Large donation of $5M to UC San Diego aids research into gene therapy for uncommon illnesses
UC San Diego, one of the top 10 research universities in the world, has announced the launch of a Gene Therapy Initiative. The initiative, supported by a $5 million gift from the Nancy and Geoffrey Stack Foundation, aims to explore potential therapies for genetic conditions, particularly those affecting patients of all ages who are currently underserved due to the rarity of their disorders.
One of the genetic disorders the initiative will focus on is Angelman syndrome, a complex neurological disorder that affects about 1 in 15,000 people, causing physical and intellectual disabilities. Currently, available treatments for Angelman mainly aim to control seizures and manage symptoms, but the Gene Therapy Initiative offers hope for more effective therapies.
Alysson Muotri, a scientist involved in the initiative, stated that gene therapy allows for the restoration of faulty genes to alleviate and even cure diseases associated with each mutation. Two approaches in gene therapy will be pursued: supplying a patient's cells with a functional copy of the missing or mutated gene, and stem cell gene therapy, which corrects the genetic disease in a person's stem cells outside the body.
Two promising gene therapies for Angelman are currently in development. GTX-102, in Phase 1/2 clinical trials, and GT-AS, developed by PTC Therapeutics, are being researched to potentially provide new treatment options for those living with the disorder.

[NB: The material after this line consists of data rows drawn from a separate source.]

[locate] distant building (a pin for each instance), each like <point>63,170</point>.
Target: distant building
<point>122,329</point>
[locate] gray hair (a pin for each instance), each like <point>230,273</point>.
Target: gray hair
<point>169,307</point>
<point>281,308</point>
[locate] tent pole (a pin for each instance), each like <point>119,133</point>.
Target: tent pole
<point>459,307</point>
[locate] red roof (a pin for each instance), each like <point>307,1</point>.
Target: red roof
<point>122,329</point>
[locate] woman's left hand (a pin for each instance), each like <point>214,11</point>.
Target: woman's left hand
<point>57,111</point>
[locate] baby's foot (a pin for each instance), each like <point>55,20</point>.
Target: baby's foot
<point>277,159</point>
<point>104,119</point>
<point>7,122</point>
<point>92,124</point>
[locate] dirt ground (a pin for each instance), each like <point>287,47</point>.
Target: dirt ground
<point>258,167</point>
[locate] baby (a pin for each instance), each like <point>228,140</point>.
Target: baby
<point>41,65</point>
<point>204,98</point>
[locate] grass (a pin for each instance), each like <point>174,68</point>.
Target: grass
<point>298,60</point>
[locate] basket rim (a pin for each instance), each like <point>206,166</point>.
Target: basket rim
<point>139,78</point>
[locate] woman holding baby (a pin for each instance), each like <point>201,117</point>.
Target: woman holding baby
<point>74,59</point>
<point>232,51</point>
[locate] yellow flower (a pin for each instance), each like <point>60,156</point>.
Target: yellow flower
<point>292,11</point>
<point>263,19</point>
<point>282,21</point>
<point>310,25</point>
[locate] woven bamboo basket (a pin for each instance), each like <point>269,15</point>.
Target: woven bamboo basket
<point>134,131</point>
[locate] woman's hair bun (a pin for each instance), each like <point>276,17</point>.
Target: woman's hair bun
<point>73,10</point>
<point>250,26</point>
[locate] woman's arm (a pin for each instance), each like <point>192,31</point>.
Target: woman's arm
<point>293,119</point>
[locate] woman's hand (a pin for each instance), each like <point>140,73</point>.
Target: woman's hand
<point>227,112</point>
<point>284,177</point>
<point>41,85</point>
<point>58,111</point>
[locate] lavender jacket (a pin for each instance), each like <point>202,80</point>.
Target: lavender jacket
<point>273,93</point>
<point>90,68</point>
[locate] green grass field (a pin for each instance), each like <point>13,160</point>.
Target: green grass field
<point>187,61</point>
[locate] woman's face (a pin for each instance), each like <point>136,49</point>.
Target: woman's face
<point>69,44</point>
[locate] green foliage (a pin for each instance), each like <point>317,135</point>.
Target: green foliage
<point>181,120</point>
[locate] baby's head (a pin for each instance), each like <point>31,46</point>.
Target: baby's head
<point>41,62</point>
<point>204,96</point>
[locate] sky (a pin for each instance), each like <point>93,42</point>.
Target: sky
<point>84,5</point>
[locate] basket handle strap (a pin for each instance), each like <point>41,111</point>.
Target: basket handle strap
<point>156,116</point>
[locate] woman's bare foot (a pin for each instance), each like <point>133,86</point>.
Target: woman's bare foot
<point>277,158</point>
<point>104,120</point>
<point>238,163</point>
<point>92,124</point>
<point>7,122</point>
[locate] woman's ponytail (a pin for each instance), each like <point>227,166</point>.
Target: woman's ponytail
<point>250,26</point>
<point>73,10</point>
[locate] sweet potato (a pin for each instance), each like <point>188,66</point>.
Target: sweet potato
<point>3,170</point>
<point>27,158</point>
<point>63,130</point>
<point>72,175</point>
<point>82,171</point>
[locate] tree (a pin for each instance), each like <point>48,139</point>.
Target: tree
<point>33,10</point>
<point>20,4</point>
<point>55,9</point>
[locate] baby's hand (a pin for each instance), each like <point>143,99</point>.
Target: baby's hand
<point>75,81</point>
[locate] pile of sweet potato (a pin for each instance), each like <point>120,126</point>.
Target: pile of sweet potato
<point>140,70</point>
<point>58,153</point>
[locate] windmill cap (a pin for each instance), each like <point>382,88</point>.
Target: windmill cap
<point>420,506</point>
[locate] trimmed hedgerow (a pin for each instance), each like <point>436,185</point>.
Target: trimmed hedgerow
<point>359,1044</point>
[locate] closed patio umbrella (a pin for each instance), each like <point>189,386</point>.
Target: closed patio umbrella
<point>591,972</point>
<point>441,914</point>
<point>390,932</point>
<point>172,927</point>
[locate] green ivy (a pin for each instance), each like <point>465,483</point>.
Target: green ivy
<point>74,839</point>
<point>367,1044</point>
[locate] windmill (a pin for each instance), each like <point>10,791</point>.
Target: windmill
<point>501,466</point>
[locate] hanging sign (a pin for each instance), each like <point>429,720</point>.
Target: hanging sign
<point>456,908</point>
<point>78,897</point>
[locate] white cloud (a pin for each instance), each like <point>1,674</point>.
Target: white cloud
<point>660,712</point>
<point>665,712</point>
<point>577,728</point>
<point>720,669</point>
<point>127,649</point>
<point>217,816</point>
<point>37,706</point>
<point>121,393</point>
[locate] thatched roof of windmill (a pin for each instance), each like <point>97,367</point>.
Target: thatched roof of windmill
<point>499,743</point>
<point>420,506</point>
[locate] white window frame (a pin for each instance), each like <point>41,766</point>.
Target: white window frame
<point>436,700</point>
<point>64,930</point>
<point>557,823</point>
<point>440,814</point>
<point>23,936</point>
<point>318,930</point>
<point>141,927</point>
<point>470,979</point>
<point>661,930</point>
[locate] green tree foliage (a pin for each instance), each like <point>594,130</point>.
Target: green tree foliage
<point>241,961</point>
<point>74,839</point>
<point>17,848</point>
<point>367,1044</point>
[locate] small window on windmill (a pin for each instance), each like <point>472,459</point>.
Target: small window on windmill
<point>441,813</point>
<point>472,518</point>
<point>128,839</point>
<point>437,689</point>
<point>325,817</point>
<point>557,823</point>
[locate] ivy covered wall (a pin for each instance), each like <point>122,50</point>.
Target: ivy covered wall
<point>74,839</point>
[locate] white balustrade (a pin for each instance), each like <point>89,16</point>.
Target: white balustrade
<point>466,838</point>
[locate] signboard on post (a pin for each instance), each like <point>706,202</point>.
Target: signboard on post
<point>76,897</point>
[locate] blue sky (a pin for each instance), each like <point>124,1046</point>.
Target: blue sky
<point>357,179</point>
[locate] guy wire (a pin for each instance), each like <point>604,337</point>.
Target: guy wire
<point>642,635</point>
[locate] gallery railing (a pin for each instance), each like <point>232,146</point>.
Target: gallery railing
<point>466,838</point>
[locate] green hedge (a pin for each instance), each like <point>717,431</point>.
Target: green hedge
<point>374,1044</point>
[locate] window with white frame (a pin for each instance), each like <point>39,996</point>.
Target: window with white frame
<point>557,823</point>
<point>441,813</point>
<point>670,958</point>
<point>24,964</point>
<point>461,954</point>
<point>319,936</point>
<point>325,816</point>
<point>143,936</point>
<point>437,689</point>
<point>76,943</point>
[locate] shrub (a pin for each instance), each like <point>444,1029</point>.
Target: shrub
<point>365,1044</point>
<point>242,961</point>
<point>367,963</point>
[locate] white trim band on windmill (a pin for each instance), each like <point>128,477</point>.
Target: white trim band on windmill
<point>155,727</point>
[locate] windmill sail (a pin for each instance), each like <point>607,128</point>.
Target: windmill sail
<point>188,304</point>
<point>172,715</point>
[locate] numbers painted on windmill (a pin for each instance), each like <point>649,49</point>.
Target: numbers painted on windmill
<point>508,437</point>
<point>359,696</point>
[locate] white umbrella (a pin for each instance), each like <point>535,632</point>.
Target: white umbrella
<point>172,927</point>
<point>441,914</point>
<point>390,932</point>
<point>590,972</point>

The initiative will be led by Stephanie Cherqui, PhD, and Alysson Muotri, PhD. Their work builds upon previous research, such as that which led to the development of a medication for cystinosis management by UC San Diego scientists, supported by the Stacks, whose daughter Natalie has cystinosis. Natalie, now 32, has a career in social work due to a stem cell gene therapy approach developed by UC San Diego.
Nancy Stack expressed hope that the new Gene Therapy Initiative will provide more effective therapies for those dealing with rare disorders and diseases. Gabriel Haddad, MD, also believes the initiative will have a significant impact on the lives of pediatric patients.
Despite the progress being made, it's important to note that many genetic disorders, including Angelman syndrome, are still rare, making effective treatments elusive. However, with the launch of the Gene Therapy Initiative, UC San Diego is taking a significant step towards addressing this challenge and improving the lives of those affected by rare genetic disorders.